México no puede ser el territorio propicio para que la maldad y el sadismo del crimen organizado sigan campeando; para que la desigualdad entre mujeres y hombres continúe sin un cambio radical; para que las niñas y niños sean violentados y relegados a un segundo plano en las estrategias del desarrollo; y para que solo unos cuantos tengan acceso al bienestar y la riqueza.
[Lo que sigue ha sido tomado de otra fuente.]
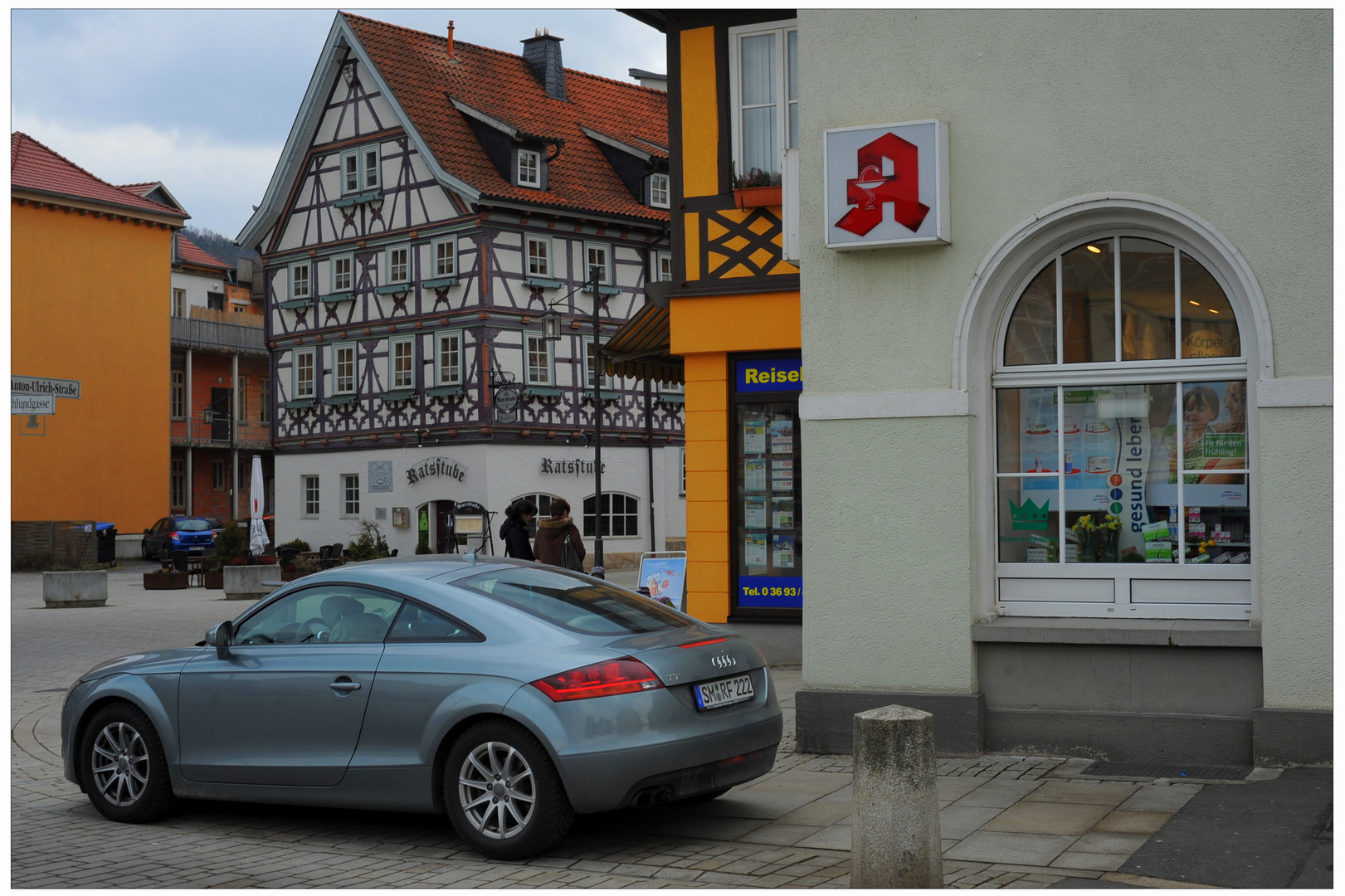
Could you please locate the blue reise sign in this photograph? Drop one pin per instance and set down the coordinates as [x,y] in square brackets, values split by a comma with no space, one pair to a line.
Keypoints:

En definitiva, la antigua normalidad no puede seguir siendo la “nueva”, pero ahora administrada en menores dosis y en pausas temporales.

La realidad de la pandemia nos debe conducir a una reflexión profunda sobre el proyecto de país que queremos ser. Y en el modelo presidencialista que aún prevalece, sólo el Ejecutivo cuenta con los recursos y capacidades para convocar y dirigir a la nación hacia un nuevo destino; pero ello requiere templanza, serenidad de ánimo, y una profunda convicción democrática para el consenso y el diálogo abierto y permanente de todas y todos los actores políticos relevantes en el país; y no hay más tiempo; o se construyen ahora, o nuestro futuro estará nuevamente comprometido e hipotecado.